Qué dicen las previsiones oficiales
Hasta 2023, cifras cerradas. Desde 2024, escenarios. La AIREF y el INE coinciden en lo esencial: cualquier aumento de población en España viene marcado por el saldo migratorio. El instituto estadístico, en su serie 2020-2070, mantiene un escenario de crecimiento sostenido; la autoridad fiscal pronostica que España sumará habitantes mientras Portugal se estanca. La diferencia entre ambos países no es el tamaño inicial, sino la política de acogida y la fiscalidad.

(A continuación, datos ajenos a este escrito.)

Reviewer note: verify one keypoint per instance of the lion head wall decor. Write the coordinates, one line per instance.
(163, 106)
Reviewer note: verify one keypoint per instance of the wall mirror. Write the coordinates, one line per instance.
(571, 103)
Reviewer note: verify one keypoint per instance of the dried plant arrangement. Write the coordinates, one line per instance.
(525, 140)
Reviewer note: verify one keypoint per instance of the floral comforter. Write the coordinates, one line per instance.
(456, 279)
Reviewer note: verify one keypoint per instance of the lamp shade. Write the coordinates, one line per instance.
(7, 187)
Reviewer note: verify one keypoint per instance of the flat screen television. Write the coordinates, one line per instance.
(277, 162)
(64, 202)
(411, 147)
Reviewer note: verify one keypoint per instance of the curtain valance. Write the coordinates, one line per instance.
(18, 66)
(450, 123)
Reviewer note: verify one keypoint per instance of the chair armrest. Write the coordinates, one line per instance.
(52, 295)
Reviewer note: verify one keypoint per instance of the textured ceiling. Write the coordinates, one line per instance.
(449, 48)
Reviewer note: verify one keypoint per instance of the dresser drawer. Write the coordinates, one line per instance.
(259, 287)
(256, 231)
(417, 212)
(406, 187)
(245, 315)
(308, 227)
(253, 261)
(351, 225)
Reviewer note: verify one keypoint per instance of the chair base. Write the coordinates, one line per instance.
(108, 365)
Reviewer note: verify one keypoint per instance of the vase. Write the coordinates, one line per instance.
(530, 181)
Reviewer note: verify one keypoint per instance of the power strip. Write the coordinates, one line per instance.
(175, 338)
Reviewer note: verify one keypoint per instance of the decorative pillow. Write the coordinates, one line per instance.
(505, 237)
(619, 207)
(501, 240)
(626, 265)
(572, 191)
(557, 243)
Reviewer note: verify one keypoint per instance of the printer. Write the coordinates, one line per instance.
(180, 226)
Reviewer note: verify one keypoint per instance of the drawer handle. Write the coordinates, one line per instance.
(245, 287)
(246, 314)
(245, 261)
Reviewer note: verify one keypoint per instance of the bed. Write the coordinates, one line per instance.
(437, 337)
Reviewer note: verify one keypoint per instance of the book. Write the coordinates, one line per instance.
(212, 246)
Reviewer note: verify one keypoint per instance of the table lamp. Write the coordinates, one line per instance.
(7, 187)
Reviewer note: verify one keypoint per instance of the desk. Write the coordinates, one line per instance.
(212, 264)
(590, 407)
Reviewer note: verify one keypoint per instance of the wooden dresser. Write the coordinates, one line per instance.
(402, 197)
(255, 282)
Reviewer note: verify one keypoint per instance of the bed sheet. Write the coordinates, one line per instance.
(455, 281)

Portugal, el espejo incómodo
El debate no se queda en las cifras. Un sector del análisis sostiene que el país vecino atrae un perfil migratorio distinto: profesionales cualificados y nómadas fiscales seducidos por una tarifa plana del 20% y por la exención de impuestos para rentas de origen extranjero. El ejemplo que circula es el de un ingeniero con 80.000€ de salario bruto: en Portugal cobra 3.700€ al mes; en España, 2.600€. La conclusión para algunos es directa: España importa volumen, Portugal importa talento.

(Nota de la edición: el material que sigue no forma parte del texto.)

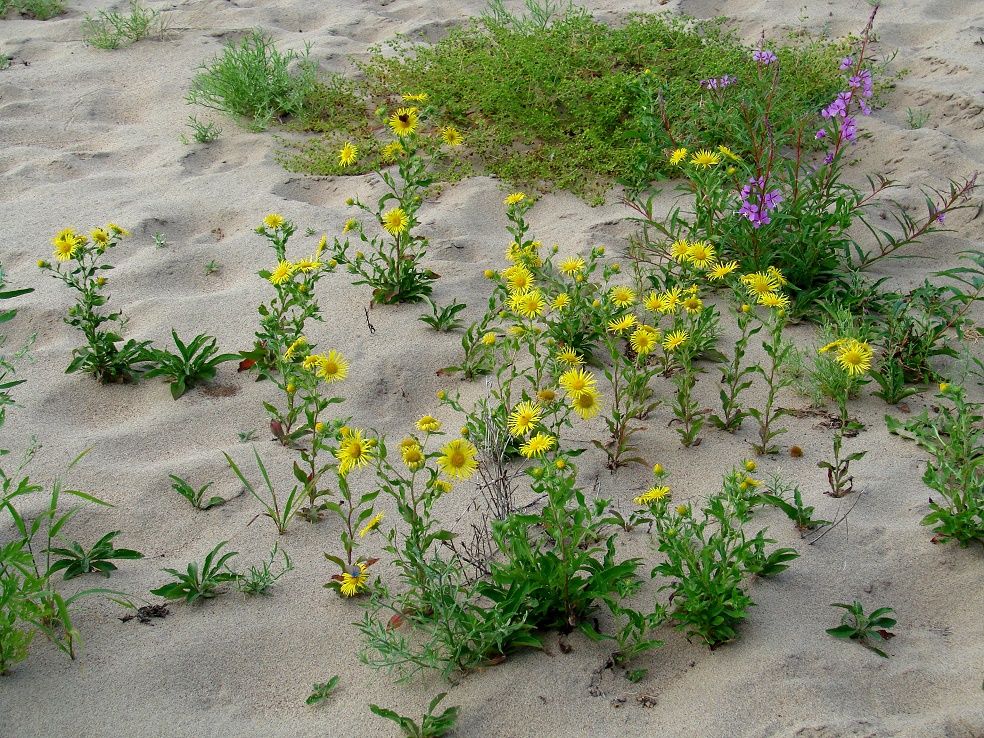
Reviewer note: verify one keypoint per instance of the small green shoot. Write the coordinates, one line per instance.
(860, 627)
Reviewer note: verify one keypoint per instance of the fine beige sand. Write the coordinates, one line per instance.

La réplica no se hace esperar. Quienes miran el PIB per cápita recuerdan que Portugal tiene salarios hasta un 40% inferiores a los españoles y que más de una cuarta parte de su masa laboral ha tenido que emigrar. Traer nómadas fiscales sin industria que los sostenga tampoco es un modelo, apuntan.
El precio de crecer
Mientras, en España el eje político se ha desplazado hacia la vivienda y el modelo de población: crecer a base de mano de obra de baja cualificación o encoger hasta convertirse en un país caro y estable al estilo nórdico. La horquilla de llegada a los 50 millones –2026 según la estimación más citada, ya superados según la más pesimista– sirve de termómetro de esa tensión. La presión sobre el alojamiento, el desarraigo social y la sostenibilidad de los servicios públicos son los costes que se citan como reverso.
La previsión a 2028 es clara: más población, más demanda de vivienda, más tensión social. Pero si algo enseña la comparación con Portugal es que la inmigración no es neutra. Puede engordar el censo y vaciar el Estado de bienestar al mismo tiempo. O puede financiar pensiones a quien todavía cotiza. El dato no decide; el diseño del modelo, sí.